Discover When Taking Oral Contraception May Be Necessary To Prevent Birth Defects

Birth Injury

A new study suggests that 40% of women who take medications that can cause birth defects misuse or skip taking their oral contraception pills despite the risk involved. Medications that have been deemed unsafe to take during pregnancy are known as Category X drugs. Examples of these drugs include certain types of statins, acne medications, sedatives, and sleep aids. Scientists from the Medco Research Institute looked at prescription records of 26,136 of its female enrollees, between the ages of 18 and 44 who were prescribed both an oral contraceptive and a Category X drug.

About 60% of the enrollees took the oral contraceptive reliably, filling their prescriptions regularly and having enough on hand to take it 95% of the time. However, 22% only filled their prescriptions often enough to have enough available 80 to 94% of the time and the other 19% appeared to have enough filled to have the contraception less than 80% of the time. Medco stated that it received permission from its clients to use to use the data and analyzed the data without names included.

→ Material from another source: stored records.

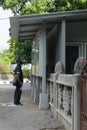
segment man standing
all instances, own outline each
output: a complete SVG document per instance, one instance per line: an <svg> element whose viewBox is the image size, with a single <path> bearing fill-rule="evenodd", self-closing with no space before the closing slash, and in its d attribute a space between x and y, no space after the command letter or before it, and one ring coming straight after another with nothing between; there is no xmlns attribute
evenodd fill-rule
<svg viewBox="0 0 87 130"><path fill-rule="evenodd" d="M14 92L14 104L15 105L22 105L20 102L21 94L22 94L22 85L23 85L23 72L21 69L22 60L20 58L18 58L16 63L17 63L17 66L14 70L14 76L17 78L18 83L16 85L16 89Z"/></svg>

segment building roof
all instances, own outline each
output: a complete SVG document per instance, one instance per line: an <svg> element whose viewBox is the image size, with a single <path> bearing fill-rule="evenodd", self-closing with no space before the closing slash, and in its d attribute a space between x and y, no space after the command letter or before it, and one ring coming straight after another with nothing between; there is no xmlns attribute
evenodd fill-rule
<svg viewBox="0 0 87 130"><path fill-rule="evenodd" d="M10 17L11 35L14 40L30 40L34 39L44 21L46 21L46 32L48 33L56 23L63 19L72 21L86 18L87 10L14 16Z"/></svg>

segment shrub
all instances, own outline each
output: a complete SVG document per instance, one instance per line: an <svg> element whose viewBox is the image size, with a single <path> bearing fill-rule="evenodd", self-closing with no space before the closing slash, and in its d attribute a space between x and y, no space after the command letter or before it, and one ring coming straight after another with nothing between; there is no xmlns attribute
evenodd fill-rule
<svg viewBox="0 0 87 130"><path fill-rule="evenodd" d="M29 70L28 69L23 69L23 76L24 76L24 78L28 78L28 76L29 76Z"/></svg>

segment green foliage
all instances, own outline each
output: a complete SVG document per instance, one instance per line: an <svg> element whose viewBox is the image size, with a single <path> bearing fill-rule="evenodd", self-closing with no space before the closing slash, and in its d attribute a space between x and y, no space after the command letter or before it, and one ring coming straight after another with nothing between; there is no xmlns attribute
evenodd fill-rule
<svg viewBox="0 0 87 130"><path fill-rule="evenodd" d="M27 78L29 76L29 70L28 69L23 69L23 76L24 76L24 78Z"/></svg>

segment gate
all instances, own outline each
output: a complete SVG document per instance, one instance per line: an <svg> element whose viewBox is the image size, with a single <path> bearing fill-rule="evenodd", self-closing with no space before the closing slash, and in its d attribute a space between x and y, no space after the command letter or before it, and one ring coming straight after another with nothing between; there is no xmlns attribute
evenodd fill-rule
<svg viewBox="0 0 87 130"><path fill-rule="evenodd" d="M87 130L87 66L81 75L80 84L80 130Z"/></svg>

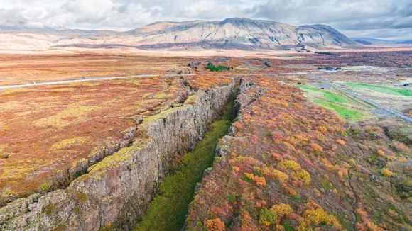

According to the study, which was published in the October issue of the American Journal of Medicine, 6 percent of U.S. pregnancies occur among women taking Category X medications that are known to cause birth defects. The authors of the study assert that women taking these medications may not be aware of the risks involved in becoming pregnant. The study’s data showed that certain group of women, such as women taking large number of different prescription medications, those in certain minority groups, and women with lower levels of education were less likely to properly take their contraception on a regular basis.

According to lead author, Amy Steinkeller, these women may not understand that birth control must be taken “on a nearly perfect, consistent basis” and may not be being effectively counseled by their physician or pharmacist. Steinkeller suggested in a recent press release that physicians and pharmacists may feel “awkward” or uncomfortable discussing the topic with those being prescribed both an oral contraceptive and a Category X medication.

Medco’s research findings are extremely important and show that women taking Category X medications and oral contraceptives must be better educated as to the risks involved in becoming pregnant while on these medications. Doctors and pharmacists must do their jobs and counsel these patients adequately, and not allow any “awkward” feelings they may have about the subject matter get in the way of doing their job. All women taking oral contraception should try take the medication as prescribed; I have a feeling that the most difficult part of oral contraception is remembering to take it. If you are taking an oral contraceptive, try setting an alarm on your cell phone for the same time every day to remind you to take your medication or post a note somewhere you will notice such as by your front door or on the refrigerator. If you have been prescribed any type of medication by your doctor, but are not sure if it is a Category X drug, consult him or her immediately and find out whether you should start taking oral contraception.